LONDON- Cardinal Joseph Zen Ze-kiun, the Catholic Bishop of Hong Kong surprised listeners Friday when he conveyed an optimistic outlook on relations between the state-sanctioned church and the underground church in China.
Cardinal Zen, the voice of the suffering Church in China, was due to speak at Westminster Abbey, London, as invited by the Aid to the Church in Need. The occasion saw the launch of a new ACN book, "Persecuted and Forgotten? A Report on Christians Oppressed for their Faith 2005/6". Cardinal Zen gave a speech entitled "The Church in China Today".
Catholic Patriotic Association (CCPA), which remains under the control of the Chinese government, and the Underground Church, which remains loyal to the Holy See, have been at odds with one another since the takeover of the Chinese Communist Party in 1949.
Yet, the Cardinal said, "The Church in China is fundamentally one.
They’re separate... but just in front of the policies of the government."
Relations between the CCPA and the Vatican soured earlier this year following the ordination of two bishops without the approval of the Holy See.

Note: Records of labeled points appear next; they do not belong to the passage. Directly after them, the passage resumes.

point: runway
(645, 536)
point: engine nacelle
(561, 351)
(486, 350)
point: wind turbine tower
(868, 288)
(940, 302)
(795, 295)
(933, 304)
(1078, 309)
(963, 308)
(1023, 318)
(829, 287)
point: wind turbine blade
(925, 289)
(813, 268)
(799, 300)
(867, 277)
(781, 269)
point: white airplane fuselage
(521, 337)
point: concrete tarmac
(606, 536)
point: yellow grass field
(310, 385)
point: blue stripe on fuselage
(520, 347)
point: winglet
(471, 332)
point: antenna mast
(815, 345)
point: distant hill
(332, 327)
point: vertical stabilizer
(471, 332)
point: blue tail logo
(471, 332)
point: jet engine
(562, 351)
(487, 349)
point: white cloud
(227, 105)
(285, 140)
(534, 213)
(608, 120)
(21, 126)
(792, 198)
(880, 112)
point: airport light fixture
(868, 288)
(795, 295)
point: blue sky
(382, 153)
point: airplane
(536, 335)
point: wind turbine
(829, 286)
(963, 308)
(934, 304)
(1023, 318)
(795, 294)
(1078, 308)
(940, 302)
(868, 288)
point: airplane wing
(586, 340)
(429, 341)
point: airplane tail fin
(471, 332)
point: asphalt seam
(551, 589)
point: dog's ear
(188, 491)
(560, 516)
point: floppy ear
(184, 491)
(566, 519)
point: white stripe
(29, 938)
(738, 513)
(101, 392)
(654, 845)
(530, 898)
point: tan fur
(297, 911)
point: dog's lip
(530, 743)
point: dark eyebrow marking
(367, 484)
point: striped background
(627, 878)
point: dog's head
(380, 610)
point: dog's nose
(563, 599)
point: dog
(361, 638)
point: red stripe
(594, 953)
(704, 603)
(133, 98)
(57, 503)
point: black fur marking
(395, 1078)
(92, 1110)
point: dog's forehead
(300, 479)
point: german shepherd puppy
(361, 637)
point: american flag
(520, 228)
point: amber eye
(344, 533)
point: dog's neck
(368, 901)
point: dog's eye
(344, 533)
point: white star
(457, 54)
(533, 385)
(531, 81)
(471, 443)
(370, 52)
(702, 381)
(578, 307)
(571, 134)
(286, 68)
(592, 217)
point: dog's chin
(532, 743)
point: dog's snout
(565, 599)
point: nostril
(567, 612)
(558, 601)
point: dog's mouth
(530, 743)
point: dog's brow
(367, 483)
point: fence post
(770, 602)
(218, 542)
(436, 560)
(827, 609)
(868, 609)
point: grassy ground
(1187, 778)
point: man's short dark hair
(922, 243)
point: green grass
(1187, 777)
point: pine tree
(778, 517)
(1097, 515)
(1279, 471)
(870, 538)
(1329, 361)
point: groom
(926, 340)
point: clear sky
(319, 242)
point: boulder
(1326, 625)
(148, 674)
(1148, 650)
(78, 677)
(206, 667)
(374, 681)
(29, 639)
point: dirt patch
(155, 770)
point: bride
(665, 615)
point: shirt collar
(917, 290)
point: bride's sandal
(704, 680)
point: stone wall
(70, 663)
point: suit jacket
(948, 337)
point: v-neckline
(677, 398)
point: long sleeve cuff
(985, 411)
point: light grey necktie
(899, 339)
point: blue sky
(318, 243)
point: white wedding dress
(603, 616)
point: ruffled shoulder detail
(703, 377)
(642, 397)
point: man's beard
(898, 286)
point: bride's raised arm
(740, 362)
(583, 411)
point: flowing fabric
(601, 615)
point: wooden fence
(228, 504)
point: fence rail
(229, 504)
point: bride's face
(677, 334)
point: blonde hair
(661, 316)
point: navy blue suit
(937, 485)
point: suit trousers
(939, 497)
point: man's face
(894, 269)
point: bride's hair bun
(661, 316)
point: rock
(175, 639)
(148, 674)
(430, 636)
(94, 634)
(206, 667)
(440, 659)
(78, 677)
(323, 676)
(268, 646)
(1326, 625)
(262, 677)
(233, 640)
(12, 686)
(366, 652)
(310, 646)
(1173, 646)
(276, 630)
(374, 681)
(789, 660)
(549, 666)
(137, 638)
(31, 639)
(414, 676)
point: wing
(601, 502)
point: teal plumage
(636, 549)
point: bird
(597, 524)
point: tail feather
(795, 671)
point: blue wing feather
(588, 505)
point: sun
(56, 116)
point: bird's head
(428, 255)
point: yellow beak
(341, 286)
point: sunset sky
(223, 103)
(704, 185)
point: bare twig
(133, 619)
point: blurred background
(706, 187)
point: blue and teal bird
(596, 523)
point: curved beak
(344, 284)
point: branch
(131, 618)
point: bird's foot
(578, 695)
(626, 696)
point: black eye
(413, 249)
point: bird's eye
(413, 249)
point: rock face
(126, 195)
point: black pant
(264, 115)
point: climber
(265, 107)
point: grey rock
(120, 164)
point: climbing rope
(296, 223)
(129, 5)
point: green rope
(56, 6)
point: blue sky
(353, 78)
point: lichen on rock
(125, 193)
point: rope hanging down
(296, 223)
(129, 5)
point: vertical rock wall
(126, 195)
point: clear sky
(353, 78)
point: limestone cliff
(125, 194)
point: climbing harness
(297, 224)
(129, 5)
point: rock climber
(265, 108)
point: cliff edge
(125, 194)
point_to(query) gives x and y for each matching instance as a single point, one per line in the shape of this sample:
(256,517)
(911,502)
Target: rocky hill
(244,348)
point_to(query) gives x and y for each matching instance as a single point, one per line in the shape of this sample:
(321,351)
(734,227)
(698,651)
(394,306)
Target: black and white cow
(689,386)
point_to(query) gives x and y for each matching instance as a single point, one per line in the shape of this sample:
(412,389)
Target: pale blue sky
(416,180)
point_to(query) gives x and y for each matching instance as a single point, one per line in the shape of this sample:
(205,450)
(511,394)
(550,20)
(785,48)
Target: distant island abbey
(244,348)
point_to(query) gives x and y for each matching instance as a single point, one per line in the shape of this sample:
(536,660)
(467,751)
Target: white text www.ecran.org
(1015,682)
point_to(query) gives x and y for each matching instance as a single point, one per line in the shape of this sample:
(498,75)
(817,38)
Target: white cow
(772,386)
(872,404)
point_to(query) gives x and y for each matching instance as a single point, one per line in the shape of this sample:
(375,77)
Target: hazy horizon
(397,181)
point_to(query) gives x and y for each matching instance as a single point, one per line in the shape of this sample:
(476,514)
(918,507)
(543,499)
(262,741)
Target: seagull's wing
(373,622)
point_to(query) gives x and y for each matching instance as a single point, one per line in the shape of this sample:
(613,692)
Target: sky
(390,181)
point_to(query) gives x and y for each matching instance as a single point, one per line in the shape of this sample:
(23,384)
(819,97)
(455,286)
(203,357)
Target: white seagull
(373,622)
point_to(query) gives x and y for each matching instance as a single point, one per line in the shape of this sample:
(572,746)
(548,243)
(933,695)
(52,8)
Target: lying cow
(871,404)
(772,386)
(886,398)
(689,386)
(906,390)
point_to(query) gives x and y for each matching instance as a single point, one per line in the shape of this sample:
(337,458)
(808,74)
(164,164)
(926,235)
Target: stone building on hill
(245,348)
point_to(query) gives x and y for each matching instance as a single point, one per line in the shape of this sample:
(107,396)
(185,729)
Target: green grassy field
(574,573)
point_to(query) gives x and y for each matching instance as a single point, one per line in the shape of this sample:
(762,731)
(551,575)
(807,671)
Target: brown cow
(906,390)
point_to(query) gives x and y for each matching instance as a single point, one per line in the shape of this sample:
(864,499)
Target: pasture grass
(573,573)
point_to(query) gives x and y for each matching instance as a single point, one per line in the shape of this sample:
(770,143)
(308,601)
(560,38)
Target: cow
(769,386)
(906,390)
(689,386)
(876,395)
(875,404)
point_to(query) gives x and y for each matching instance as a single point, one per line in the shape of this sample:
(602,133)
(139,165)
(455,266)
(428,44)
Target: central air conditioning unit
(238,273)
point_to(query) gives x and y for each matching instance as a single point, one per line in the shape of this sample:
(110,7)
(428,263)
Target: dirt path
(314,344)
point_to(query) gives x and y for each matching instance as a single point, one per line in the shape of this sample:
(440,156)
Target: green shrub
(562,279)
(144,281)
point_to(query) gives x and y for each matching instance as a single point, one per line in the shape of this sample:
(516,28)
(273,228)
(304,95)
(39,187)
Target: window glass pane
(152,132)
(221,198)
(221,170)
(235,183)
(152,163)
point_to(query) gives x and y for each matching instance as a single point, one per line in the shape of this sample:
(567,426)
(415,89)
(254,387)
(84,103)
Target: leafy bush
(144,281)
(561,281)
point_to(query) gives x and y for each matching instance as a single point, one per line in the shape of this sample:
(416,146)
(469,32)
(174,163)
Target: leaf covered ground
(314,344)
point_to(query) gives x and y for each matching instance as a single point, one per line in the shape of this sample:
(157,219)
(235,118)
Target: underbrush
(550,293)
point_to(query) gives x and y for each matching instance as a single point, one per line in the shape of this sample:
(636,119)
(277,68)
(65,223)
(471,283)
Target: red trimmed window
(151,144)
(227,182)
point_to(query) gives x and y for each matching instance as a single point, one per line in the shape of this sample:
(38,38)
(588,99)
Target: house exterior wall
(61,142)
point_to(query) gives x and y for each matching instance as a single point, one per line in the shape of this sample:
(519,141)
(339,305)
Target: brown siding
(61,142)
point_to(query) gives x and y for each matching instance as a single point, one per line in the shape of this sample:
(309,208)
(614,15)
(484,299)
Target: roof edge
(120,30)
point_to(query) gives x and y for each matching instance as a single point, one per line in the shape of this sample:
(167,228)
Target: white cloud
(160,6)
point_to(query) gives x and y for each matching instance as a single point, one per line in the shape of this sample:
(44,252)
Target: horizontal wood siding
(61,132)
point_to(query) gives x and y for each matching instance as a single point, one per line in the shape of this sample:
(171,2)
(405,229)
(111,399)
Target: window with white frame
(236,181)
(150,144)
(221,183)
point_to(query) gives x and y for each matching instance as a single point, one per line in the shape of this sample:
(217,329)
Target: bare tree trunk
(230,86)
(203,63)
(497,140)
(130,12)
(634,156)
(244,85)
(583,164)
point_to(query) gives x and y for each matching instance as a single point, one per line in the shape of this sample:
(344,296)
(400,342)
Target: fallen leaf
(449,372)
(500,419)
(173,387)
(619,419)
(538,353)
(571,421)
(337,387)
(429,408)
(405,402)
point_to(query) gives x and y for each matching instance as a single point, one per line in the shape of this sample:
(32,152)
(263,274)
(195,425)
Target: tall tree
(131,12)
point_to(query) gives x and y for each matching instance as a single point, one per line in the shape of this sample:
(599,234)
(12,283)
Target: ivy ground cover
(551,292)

But although Cardinal Zen disapproved of the ordinations, he also pointed out that the two bishops in question had asked for the Holy See’s approval and went on to highlight the fact that 85 per cent of the bishops in the Catholic Church in China have been legitimised by the Holy See.
"In 50 years they’ve made big progress," he said.
Any genuine attempts by the CCPA and the Underground Church to become one outwardly have also been made difficult because any steps towards one another have "always under the eyes of the government," said Cardinal Zen. "So it’s artificial," he said of the relationship. "Any movement is in the heart of the people."
Cardinal Zen said that the Chinese government continues to create difficulties for Catholics in the country as he painted the picture of a state government with an iron fist grip around the Catholic Church in China.
"In the official church you may see many signs of progress; more and more churches being restored, opened for worship, more children being baptized...but fundamentally nothing changed," said Bishop Zen, who was installed in March 2006 as a sign of the Pope’s high regard for the prelate’s unwaveringly fierce loyalty to Rome in often difficult circumstances.
Cardinal Zen said that although the common believers in China may see more progress, the situation at the top of the Church remains "very bad" but said that the Roman Catholic Church was "using all opportunity to meet with the other side".
"Hong Kong is in the best position to advise the Holy See to the way to normalisation,” said the cardinal, a vehement defender of China’s 15 million Catholics who has the freedom to be such owing to the semi-independence of Hong Kong from mainland China.
He remained optimistic that the Catholic Church in China could one day gain independence from the Chinese government, placing his hope in the young generation and their growing wanderlust to the wider world.
"We are unrepentant optimists," he told Christian Today. "Our hope is that the young generation of communists who have travelled abroad can learn more in that system. Maybe today they cannot show their change in mind but when they come to power we can see a change in the situation."
This may need a "longer process", he admitted.
"If they [the Chinese government] allowed Catholics to be Catholics then there would be no more Patriotic Church."
He added: "What we need is a concerted, united standing of all the western governments."
[Editor’s Note: Maria Mackay reported from London for this article and Eunice Or from San Francisco.]